When the Super Bowl first appeared on January 15, 1967, LBJ occupied the Oval Office, three networks dominated the entire television business, and the internet was still a glimmer in Al Gore's eye. Half a century later, the big game remains essentially the same, impervious to evolution, undisturbed in form and function since the late 1960s.

This Sunday, when a staggering 110 million people tune in for the 51st annual Super Bowl, they'll enjoy such shopworn narratives as the journeyman quarterback vs. the gunslinging upstart, the grizzled coach seeking redemption, the bombastic halftime show, the politically incorrect cheerleaders.

But there's one part of our national secular holiday that makes this spectacle particularly anachronistic: the Super Bowl's long-standing deification of Madison Avenue and the starring role that commercials play in the game plan.

As a recovering Mad Man, the former CEO of a celebrated creative agency, I've watched with a mix of revulsion and relief over the past few years as traditional advertising increasingly faces extinction. Today, many of us gleefully binge-watch television shows made more tolerable by ad-free platforms. Programs like Saturday Night Live publically announce reduced ad loads to remain relevant. Meanwhile, one in 10 Americans now use ad-blocking software to avoid annoying web banners and so-called "pre-roll" advertising. Print advertising, well, we all know how that one goes.

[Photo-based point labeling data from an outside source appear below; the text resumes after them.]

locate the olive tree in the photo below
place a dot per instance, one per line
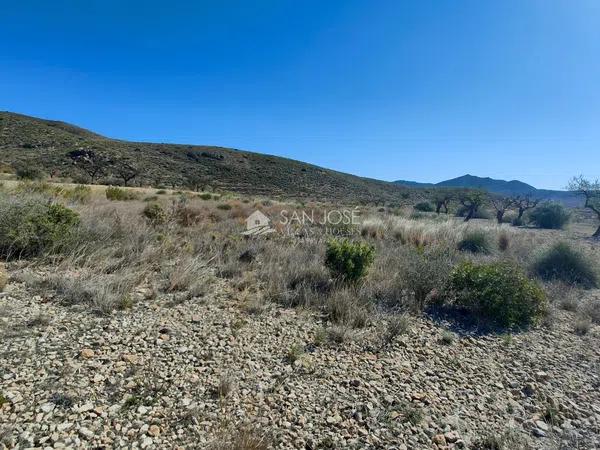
(501, 204)
(591, 191)
(472, 200)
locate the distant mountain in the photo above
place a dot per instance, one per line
(45, 144)
(500, 187)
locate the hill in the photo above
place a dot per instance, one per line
(501, 187)
(31, 142)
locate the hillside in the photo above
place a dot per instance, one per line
(28, 141)
(502, 187)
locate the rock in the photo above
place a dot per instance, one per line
(87, 353)
(439, 439)
(452, 437)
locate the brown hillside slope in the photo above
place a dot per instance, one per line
(29, 141)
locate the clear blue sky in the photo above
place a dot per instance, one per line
(419, 90)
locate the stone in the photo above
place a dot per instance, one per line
(87, 353)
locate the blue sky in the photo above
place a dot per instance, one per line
(419, 90)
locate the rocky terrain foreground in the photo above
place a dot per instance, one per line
(192, 374)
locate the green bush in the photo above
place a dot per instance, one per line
(29, 173)
(118, 194)
(563, 262)
(348, 260)
(475, 242)
(155, 214)
(550, 215)
(499, 293)
(32, 226)
(480, 213)
(80, 194)
(424, 207)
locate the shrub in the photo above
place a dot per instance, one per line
(31, 227)
(408, 278)
(503, 241)
(118, 194)
(499, 293)
(518, 222)
(475, 242)
(562, 262)
(155, 214)
(480, 213)
(424, 207)
(550, 215)
(348, 260)
(29, 173)
(79, 194)
(3, 277)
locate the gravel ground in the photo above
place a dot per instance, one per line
(183, 375)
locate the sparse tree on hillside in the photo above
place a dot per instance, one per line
(524, 203)
(591, 191)
(472, 201)
(501, 204)
(126, 171)
(442, 199)
(194, 182)
(92, 163)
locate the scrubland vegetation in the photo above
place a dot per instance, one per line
(343, 307)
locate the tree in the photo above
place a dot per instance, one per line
(92, 163)
(524, 203)
(126, 171)
(442, 199)
(591, 191)
(472, 201)
(501, 204)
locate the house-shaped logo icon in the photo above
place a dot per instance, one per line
(257, 223)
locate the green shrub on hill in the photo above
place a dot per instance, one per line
(424, 207)
(550, 215)
(476, 241)
(563, 262)
(499, 293)
(348, 260)
(30, 227)
(118, 194)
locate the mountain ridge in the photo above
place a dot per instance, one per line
(500, 187)
(27, 141)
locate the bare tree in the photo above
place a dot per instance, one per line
(591, 191)
(126, 171)
(442, 199)
(501, 204)
(524, 203)
(472, 201)
(92, 163)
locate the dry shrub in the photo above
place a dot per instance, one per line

Super Sunday is a different story. Super Bowl Sunday is the one day a year when people actively seek out and speak about ads, when a glut of commercials is a feature, not a bug. From the pre-game show to the closing seconds, America collectively slips into a time machine and happily ingests a buffet of glossy new television spots, the best the ad industry has to offer, as if Don Draper still churned out copy in gray flannel splendor.

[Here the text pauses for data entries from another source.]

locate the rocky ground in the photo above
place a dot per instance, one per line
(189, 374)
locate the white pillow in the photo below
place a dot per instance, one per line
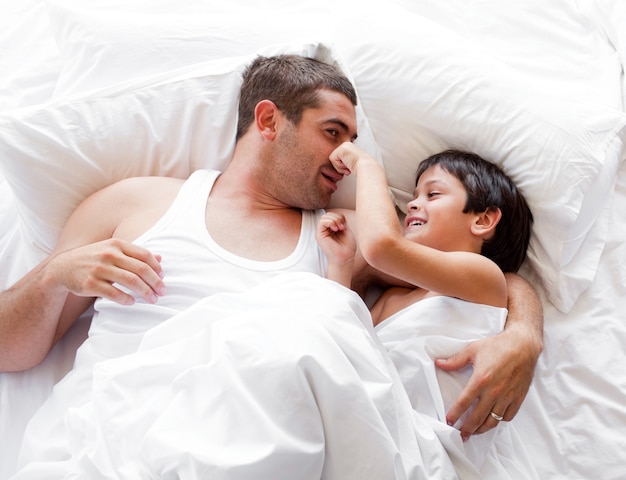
(423, 87)
(55, 155)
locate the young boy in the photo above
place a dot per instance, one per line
(466, 225)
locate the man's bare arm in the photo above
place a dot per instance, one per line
(503, 365)
(39, 309)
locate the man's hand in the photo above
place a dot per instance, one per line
(337, 241)
(503, 371)
(92, 270)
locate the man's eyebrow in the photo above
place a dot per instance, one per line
(342, 125)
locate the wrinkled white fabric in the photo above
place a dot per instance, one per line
(439, 327)
(285, 381)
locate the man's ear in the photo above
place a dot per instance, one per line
(266, 118)
(484, 224)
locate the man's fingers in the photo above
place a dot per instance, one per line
(139, 277)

This strange inversion, this bizarre alternate universe in which ads actually matter, perpetuates a unique and profoundly expensive marketplace, an advert economy. The NFL may have suffered a minor drop in viewership last year, but the 2017 Super Bowl audience will be bigger than ever. As a result, it takes a mindboggling amount of money to get in front of those eyeballs. This year, as has been widely reported, the going rate for a mere half-minute of Super Bowl Sunday airtime will set you back a record $5 million to $5.5 million dollars—about $166 thousand dollars a second—allowing Fox Sports to walk away with half a billion dollars in revenue.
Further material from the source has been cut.